Two onions sliced filled a single tray. I tasted a ring while I was prepping them and they were mild and definitely full of that signature sweet flavor. There was none of that sulfurous bite I associate with our local onions. I opted to not rinse the slices before spreading them on the tray. Another bonus was dry eyes. I didn't shed a single tear.
Dehydrating preserved approximately 18 onions,
and yielded about a gallon.
I continued slicing onions and heaped a 12 quart stock pot with more rings. This took care of another 12 onions. In the bottom of the pot was just a tablespoon or so of melted butter to help start the sauteing process without scorching.
I started on a medium heat and when I heard the onions start to sizzle I turned the heat to low. I wanted a long slow trip to caramelization.
This batch was going to be divided between onion jam and onion soup.

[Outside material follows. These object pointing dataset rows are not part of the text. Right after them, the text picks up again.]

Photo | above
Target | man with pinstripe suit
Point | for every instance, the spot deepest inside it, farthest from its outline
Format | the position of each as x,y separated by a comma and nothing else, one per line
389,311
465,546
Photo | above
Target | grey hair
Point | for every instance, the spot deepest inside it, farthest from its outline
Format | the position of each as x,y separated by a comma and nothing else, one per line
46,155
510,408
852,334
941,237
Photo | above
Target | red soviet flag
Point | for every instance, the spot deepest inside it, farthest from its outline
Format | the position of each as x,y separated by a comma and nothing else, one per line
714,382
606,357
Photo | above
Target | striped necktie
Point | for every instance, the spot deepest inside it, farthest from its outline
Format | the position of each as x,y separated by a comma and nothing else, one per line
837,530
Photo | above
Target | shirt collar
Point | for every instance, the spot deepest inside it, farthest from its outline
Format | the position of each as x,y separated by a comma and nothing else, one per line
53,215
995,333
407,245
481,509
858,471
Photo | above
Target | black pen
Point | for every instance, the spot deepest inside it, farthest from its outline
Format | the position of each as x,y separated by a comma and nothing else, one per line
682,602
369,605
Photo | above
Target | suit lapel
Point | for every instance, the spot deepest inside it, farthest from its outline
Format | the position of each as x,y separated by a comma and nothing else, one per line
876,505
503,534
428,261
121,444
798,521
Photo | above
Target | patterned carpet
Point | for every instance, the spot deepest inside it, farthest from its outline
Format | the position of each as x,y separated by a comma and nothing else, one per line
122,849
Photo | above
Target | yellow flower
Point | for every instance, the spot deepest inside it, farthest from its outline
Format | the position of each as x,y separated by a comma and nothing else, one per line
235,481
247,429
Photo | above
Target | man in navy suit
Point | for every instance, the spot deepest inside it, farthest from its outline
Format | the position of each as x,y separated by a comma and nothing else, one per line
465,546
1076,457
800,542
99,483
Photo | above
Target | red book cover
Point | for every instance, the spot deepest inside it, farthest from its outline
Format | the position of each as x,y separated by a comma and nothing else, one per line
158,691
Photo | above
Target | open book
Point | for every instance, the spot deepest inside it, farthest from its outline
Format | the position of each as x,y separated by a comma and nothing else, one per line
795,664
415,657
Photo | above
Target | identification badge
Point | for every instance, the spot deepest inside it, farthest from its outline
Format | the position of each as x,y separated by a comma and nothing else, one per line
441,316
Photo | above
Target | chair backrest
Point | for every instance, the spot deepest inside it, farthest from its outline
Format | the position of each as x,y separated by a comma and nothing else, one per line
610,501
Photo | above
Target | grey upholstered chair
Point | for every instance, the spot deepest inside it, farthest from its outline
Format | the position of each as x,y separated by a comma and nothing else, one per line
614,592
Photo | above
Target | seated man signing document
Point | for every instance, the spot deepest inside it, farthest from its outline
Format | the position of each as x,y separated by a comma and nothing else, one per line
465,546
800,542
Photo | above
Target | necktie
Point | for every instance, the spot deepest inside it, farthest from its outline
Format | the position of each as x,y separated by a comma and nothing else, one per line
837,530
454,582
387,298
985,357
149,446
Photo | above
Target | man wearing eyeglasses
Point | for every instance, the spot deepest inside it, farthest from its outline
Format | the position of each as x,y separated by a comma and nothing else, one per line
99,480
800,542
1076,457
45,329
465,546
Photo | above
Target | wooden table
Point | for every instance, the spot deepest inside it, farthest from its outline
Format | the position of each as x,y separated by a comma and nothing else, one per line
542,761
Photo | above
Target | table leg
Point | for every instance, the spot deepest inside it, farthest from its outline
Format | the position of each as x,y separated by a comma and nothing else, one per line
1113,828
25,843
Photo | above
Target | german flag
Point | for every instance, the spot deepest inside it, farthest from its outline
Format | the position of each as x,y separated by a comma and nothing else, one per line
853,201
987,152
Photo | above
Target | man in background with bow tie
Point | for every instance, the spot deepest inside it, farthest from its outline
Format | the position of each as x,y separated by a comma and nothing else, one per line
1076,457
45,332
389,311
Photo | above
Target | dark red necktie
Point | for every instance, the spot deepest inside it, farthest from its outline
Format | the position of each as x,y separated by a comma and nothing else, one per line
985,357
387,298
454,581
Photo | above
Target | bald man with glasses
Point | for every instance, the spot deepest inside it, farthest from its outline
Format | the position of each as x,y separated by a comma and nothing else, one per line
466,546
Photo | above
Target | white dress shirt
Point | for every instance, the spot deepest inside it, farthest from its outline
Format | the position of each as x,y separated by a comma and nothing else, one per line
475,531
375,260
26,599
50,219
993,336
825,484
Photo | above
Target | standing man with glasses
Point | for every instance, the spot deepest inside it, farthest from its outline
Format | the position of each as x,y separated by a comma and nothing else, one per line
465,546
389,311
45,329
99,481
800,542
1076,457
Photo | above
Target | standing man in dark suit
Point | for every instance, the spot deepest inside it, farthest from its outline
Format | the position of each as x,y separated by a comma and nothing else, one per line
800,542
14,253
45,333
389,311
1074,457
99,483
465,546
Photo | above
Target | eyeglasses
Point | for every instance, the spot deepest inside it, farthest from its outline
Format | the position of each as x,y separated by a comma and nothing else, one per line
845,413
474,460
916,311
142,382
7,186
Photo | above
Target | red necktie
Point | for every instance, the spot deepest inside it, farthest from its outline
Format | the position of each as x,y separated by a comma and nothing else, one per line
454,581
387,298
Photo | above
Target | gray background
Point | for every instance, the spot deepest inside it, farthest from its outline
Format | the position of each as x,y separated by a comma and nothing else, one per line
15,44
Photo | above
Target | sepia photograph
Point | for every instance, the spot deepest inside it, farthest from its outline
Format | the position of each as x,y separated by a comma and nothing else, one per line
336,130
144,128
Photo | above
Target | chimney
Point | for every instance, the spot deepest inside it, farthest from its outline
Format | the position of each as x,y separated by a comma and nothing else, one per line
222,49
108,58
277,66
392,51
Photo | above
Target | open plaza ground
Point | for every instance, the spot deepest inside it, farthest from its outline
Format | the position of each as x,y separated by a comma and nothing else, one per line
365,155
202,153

I was amazed at how much liquid the Vidalias released. There was so much humidity in the dehydrator the first few hours that I was mopping up puddles on the counter. The Vidalias took twice as long to dehydrate than a full load of yellow onions. But for the onion jam and soup all that liquid reduced into concentrated flavor! I weighed out and divided the cooked onions into two batches.
Caramelized Onion Jam
4 tablespoons olive oil
6 onions, large diced
2/3 cup sugar
1/3 cup balsamic vinegar (not the aged sweet stuff)
1/2 cup brandy
1/3 cup honey
7 sprigs fresh rosemary, stems removed
1 teaspoon salt
1/2 teaspoon ground pepper
Heat oil in a large skillet, add onions and cook until soft and translucent on medium high heat.
Once softened, lower heat to medium or medium low, and continue to cook onions until brown and caramelized. This will take a while.
Add remaining ingredients and simmer on low stirring occasionally until the jam reaches the gel point. To test jam, place a small plate in the freezer for at least 10 minutes. When jam starts to get thick, remove from heat and spoon a bit onto the frozen plate, and place back in freezer for 2 minutes. If the jam barely moves and looks like a proper jam, it is done. If the jam pools juice and looks loose, place pot back on stove until thicker and test again.
Pour hot jam into clean hot quarter pint jars and boil in a water bath for 10 min (15 minutes for half pint jars). Let cool and store in a dark place. Refrigerate any excess. Yields 5 quarter pints.
I don't really follow a recipe for this. This batch was made with the equivalent of 6 giant Vidalia onions, caramelized with a generous splash of Marsala wine. Usually a dry sherry is more traditional but I was out. Once the onions and Marsala were fragrant I poured in a gallon of my homemade venison stock. Of course, beef stock is classic but we have venison. You can use chicken or a vegetarian miso stock. What's key here is that the stock is good. If it's tasty enough to sip from a mug by itself, it's onion soup-worthy. I allowed the flavors to simmer and meld for a half hour and then using a slotted spoon, I divided the onions between 4 quart containers. Then I ladled the soup on top. Because I have the space right now I chose to freeze it. Normally I would pressure can it in quart jars with a half inch of head space, 90 minutes at 10 lbs of pressure (adjust for your altitude).
So now I have 9 Vidalia onions left in the basket. We'll probably be having that onion ring binge soon.